This is one of those situations that would be funny if I wasn't the one caught up in it.
I blogged on Tuesday that I'm listed on WHOIS as the administrator of a charming site called travel-getaways.com. The problem is that I have absolutely no links to travel-getaways.com at all, and the site is pulling content from a legitimate travel site, to populate travel-getaways.com with content.
Now, looking at the WHOIS entry for travel-getaways.com, it has my name, fake address, and a fake contact email address and number. The owner of the legitimate site -- a ZDNet.co.uk reader -- got in contact with me through the community email, to let me know that a site registered in my name was nicking content off his site.
The domain registrar is GoDaddy.com. I gave them a ring. Ok, I thought, I'll be straight with them -- I told them from the beginning that I am an IT security journalist. I didn't go through their PR, however, as I wanted to get a flavour of the GoDaddy complaints procedure.
So what's my complaint? Someone has used my details, subtly altered, to set up a fake GoDaddy account. While not exactly being identity theft, this is definitely somebody using my name, with my slightly altered work details, to register a dodgy site. Obviously I'm not happy about that.
There's also the small matter of the potential intellectual property infringement by travel-getaways.com against the owner of the legitimate site. I'm not happy about that, either.
I wanted to see how GoDaddy would react, given the nature of my concerns.
I contacted GoDaddy to speak to a person in the GoDaddy support department, who very politely directed me to the office of the president. I emailed my complaint to the office of the president, detailing the situation.
The email I got back contained the line:
"It is the domain registrant's responsibility to review and maintain their WHOIS data."
This made me laugh.
"Ok, fair enough, it's the domain registrant's responsibility to maintain their data, but I AM NOT THE DOMAIN REGISTRANT," I said to the computer, shaking my fists.

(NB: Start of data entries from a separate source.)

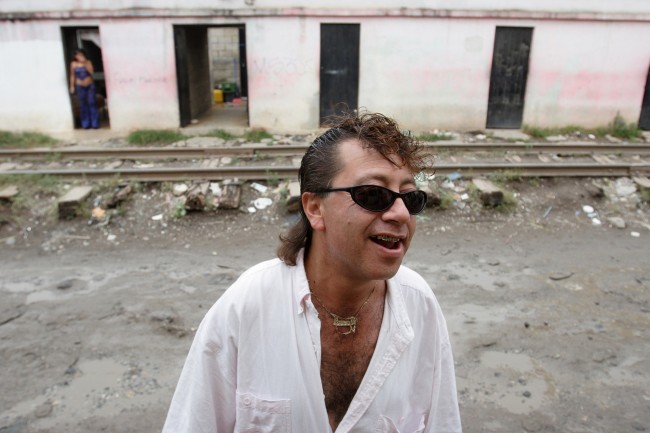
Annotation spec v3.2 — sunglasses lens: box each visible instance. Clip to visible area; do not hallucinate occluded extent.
[352,185,394,212]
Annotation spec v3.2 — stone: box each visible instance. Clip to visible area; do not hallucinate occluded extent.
[632,176,650,189]
[585,183,605,198]
[216,183,241,209]
[286,182,300,212]
[607,217,627,229]
[605,134,622,143]
[614,177,636,197]
[420,185,442,207]
[57,186,93,219]
[34,400,52,418]
[472,179,503,207]
[0,185,18,200]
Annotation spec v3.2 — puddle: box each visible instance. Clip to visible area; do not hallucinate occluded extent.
[470,351,555,415]
[25,290,57,305]
[0,358,159,430]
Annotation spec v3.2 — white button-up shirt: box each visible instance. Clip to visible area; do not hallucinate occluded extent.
[163,251,461,433]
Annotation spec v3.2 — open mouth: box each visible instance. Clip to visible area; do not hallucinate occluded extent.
[370,235,402,250]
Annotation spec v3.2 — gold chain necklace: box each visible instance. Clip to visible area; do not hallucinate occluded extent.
[309,287,375,335]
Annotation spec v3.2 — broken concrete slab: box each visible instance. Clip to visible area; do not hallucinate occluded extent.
[0,185,18,200]
[57,186,93,219]
[472,179,503,207]
[286,182,300,212]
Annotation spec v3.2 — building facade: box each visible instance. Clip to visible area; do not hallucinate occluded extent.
[0,0,650,132]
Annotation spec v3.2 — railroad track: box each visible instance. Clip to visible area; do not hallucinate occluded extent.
[0,142,650,182]
[0,142,650,160]
[5,163,650,182]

The email directed me to log a complaint with GoDaddy Domain services, which I duly did, outlining the situation. I gave them a link to the fraudulent WHOIS lookup, as well as contact details -- my (real) work email and telephone number.
Meanwhile I wrote another letter of complaint, also outlining the situation but in stronger terms, and asking GoDaddy to take my details off its register, and to turn over the payment details for the fake account to law enforcement in the States. I doubt very much whether law enforcement would have the time or resources to do anything, but it's worth asking.

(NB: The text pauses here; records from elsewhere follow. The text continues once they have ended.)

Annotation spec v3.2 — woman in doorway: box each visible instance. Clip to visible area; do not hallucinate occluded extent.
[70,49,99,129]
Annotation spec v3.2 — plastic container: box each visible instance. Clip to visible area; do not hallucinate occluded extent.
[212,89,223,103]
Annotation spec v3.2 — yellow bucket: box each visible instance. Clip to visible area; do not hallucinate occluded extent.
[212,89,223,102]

I got an answer back from my original complaint:
Thank you for your email. Please provide evidence to prove your information is being used in the Whois for the domain travel-getaways.com. We can accept a copy of a utility bill showing your name and mailing address or an email from the email address listed. Once we have this documentation from you, we can move forward with your complaint.
GoDaddy.com, Inc. Domain Services
I must admit, I'm not good with bureaucracy at the best of times, but this email made me both laugh and get angry. For a start, I'd already provided the link to the fake WHOIS entry. It was in the complaint that Domain Services was replying to.
The work address is fake in the fake entry, so providing proof of my real work address wouldn't help at all. Plus, who gets utility bills to their work address, unless they work from home?
The email address listed in the fake WHOIS entry is also, you guessed it, fake. So I couldn't respond from that email address, unless I fiddled around spoofing the sender details, which I doubt would have helped my case much.
Feeling like I was bashing my head against a brick wall, I rang up GoDaddy. In fairness to the company, the person I dealt with first very patiently escalated me to a polite man in the office of the president. GoDaddy is currently looking into the situation. They did keep me on hold for approximately an hour, but to be fair, they were trying to sort the situation out there and then.
So far as I can tell so far about GoDaddy's complaints procedure, it seems that the people on the other end of the phone are courteous, efficient, and professional, while GoDaddy's processes seem clunky, unhelpful, and bureaucratic to the point of being obtuse.